Subsidized Parking

One noteworthy thing about last week’s Netroots Nation was that I was a bit surprised by how many people’s pre-conference mental image of “Pittsburgh” was of a locus of economic decay. I suppose this shows I’m too deep in the weeds of urban policy issues, but to me “Pittsburgh” referred to the great rust belt urban turnaround story I’d never actually seen with my eyes. And it’s quite a nice place, with a pretty vibrant core area. It’s also a remarkably attractive city, with a great setting among mountains and rivers and an appealing mix of older and newer buildings at a variety of scales. The downtown area, in particular, is a great counterpoint to the notion that everyplace has to be suburbs or else Manhattan.

But one thing I will note is that Pittsburgh, like many American jurisdictions, seems to have trouble thinking straight about parking. There’s a public agency of some kind, the Pittsburgh Parking Authority, which does things like brag that “across the board, our rates are lower than any nearby garage.”

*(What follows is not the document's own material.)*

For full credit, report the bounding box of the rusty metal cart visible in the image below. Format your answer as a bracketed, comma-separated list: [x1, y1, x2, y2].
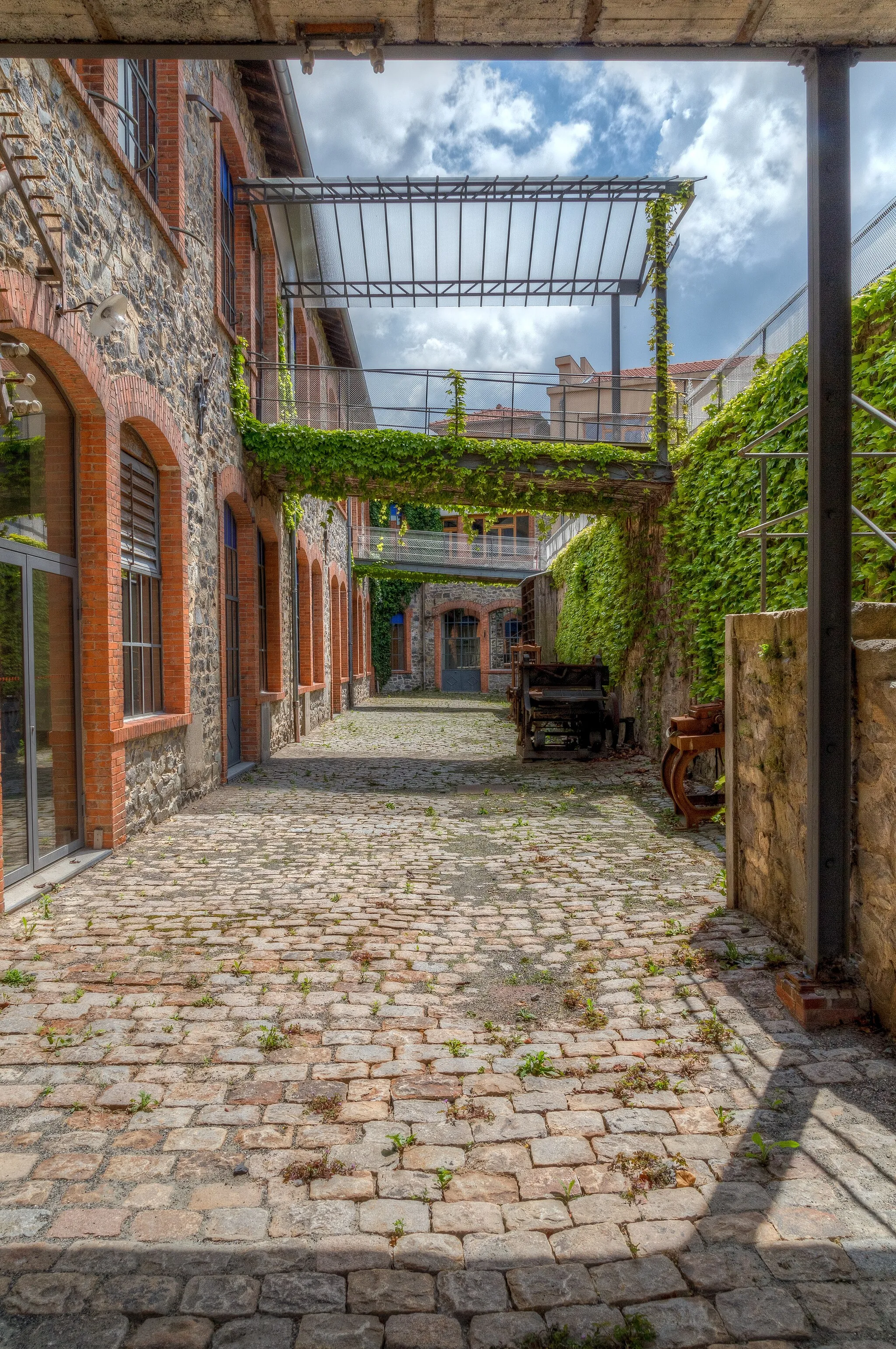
[511, 652, 631, 760]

That, however, is the problem. There’s nothing wrong with parking garages — every city has them. And in particular a place like downtown Pittsburgh is going to have them. But a city will have parking garages because the ability to park in a downtown urban area is a valuable thing, it’s something people will pay money for. Consequently, some undeveloped land will be used as open-air parking lots and some developers may build above-ground parking structures and/or large buildings with an underground garage element. But there’s no reason for a city to be providing subsidized, below market rate parking facilities. You provide a public subsidy for something if you think there’s some reason to believe that the market output of the thing is below what’s socially optimal. But while there’s nothing wrong with people driving around, it’s certainly not more socially optimal to encourage additional driving. Subsidized parking is regressive (poor people are less likely to own cars), it causes additional traffic congestion (more cars on the round), it causes more pollution, and it promotes inefficient use of valuable land.